I'm currently trying to use MongoDB as a source for annotations and a place to deposit annotated text. After looking through the docs, it looks like a custom recipe is necessary for storing annotations. I am trying to set up very basic functionality for now. I have a Mongo collection that stores the text to be annotated and a Mongo collection that stores the annotated text. These are referred to in my code as source_collection
and dest_collection
, respectively. My understanding of a dataset is that it's just a collection of annotated text, and the way we want to implement datasets is up to us.

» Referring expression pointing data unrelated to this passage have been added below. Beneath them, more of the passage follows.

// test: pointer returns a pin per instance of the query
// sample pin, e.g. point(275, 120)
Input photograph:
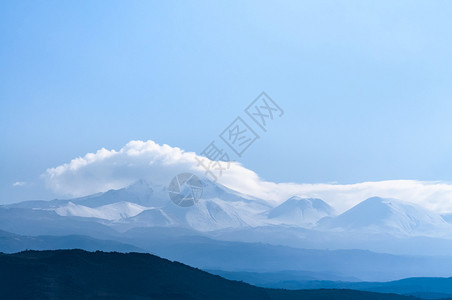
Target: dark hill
point(77, 274)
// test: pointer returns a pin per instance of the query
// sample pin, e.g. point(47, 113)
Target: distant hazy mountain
point(391, 216)
point(76, 274)
point(426, 288)
point(10, 243)
point(301, 211)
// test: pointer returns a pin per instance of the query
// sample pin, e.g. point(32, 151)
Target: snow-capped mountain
point(220, 212)
point(300, 211)
point(383, 215)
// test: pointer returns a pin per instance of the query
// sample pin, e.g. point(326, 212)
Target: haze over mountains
point(227, 230)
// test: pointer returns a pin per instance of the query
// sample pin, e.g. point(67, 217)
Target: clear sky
point(366, 86)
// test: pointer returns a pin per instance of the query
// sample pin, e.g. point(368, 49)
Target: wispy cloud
point(111, 169)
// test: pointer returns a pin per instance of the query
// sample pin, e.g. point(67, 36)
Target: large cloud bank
point(158, 164)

Here's my simple custom recipe.
@prodigy.recipe(
'ner-custom',
dataset=("Dataset to save answers to", "positional", None, str),
)
def custom_recipe(dataset):
view_id = 'ner_manual'
mongo_client = CustomMongoClient(MONGO_INSTANCE, PORT, DB_NAME, SOURCE_COLLECTION_NAME, DEST_COLLECTION_NAME)
def get_inputs_from_mongo():
for doc in mongo_client.source_collection.find():
del doc['_id']
yield doc
nlp = spacy.blank('en')
stream = get_inputs_from_mongo()
stream = add_tokens(nlp, stream)
return {
'view_id': view_id,
'db': mongo_client,
'stream': stream,
'dataset': dataset,
'config': {
'labels': ['ITEM']
}
}
Here is my custom MongoDB client.
from pymongo import MongoClient
class CustomMongoClient:
def __init__(self, mongo_instance, port, db_name, source_collection_name, dest_collection_name):
self.client = MongoClient(mongo_instance, port)
self.db = self.client[db_name]
self.source_collection = self.db[source_collection_name]
self.dest_collection = self.db[dest_collection_name]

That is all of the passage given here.